Rudy Giuliani, who served as mayor of New York City during 9/11, claimed Monday that there had not been “any successful radical Islamic terrorist attack in the United States” in the eight years before President Barack Obama took office.
But the September 11, 2001, terrorist attacks took place less than eight years before Obama was sworn into office in January, 2009.
“Under those eight years before Obama came along, we didn’t have any successful radical Islamic terrorist attack in the United States.

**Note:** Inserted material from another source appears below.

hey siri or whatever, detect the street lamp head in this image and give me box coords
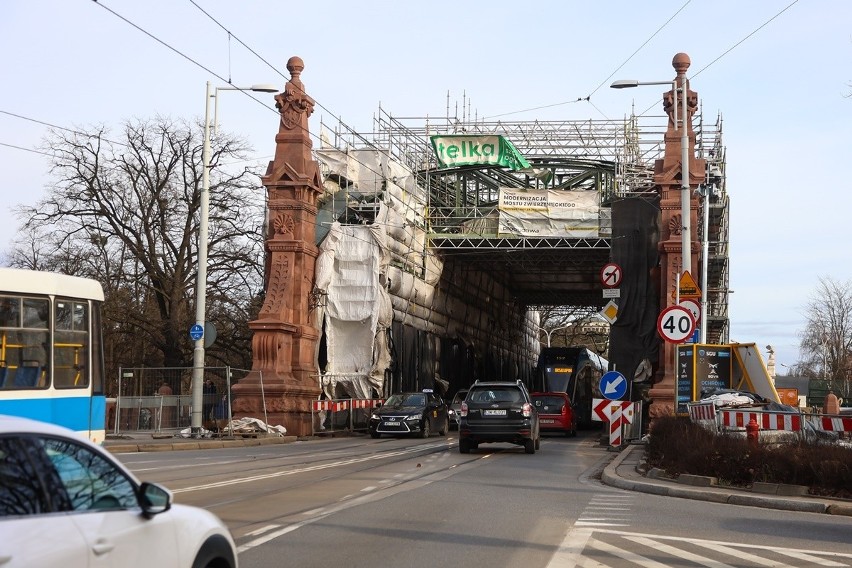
[610,80,640,89]
[249,84,279,93]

They all started when (Hillary) Clinton and Obama got into office,” Giuliani said Monday in Ohio where Trump delivered a speech on radical Islamic terrorism.
Trump spokesman Jason Miller said Giuliani was referring to the period of time following the 9/11 terror attacks, and before Obama was sworn into office.
Giuliani had referred to the 1993 and 2001 attacks on the World Trade Center in New York moments before making that remark.
In an interview with the New York Daily News on Tuesday, Giuliani tried to explain his remarks, saying he was using “abbreviated language.”
“You speak in somewhat abbreviated language,” he said. “All human beings speak in abbreviated language at times.”
Giuliani’s remarks drew swift criticism, including from 9/11 survivor Gabrielle Laine-Peters who took to Twitter to say she was “so angry right now” and sent a picture with an explicit word to describe Giuliani.
Giuliani also offered a heavy dose of criticism of Democratic presidential nominee Hillary Clinton and called Trump “our only hope for change in the way in which we approach radical Islamic terrorism.”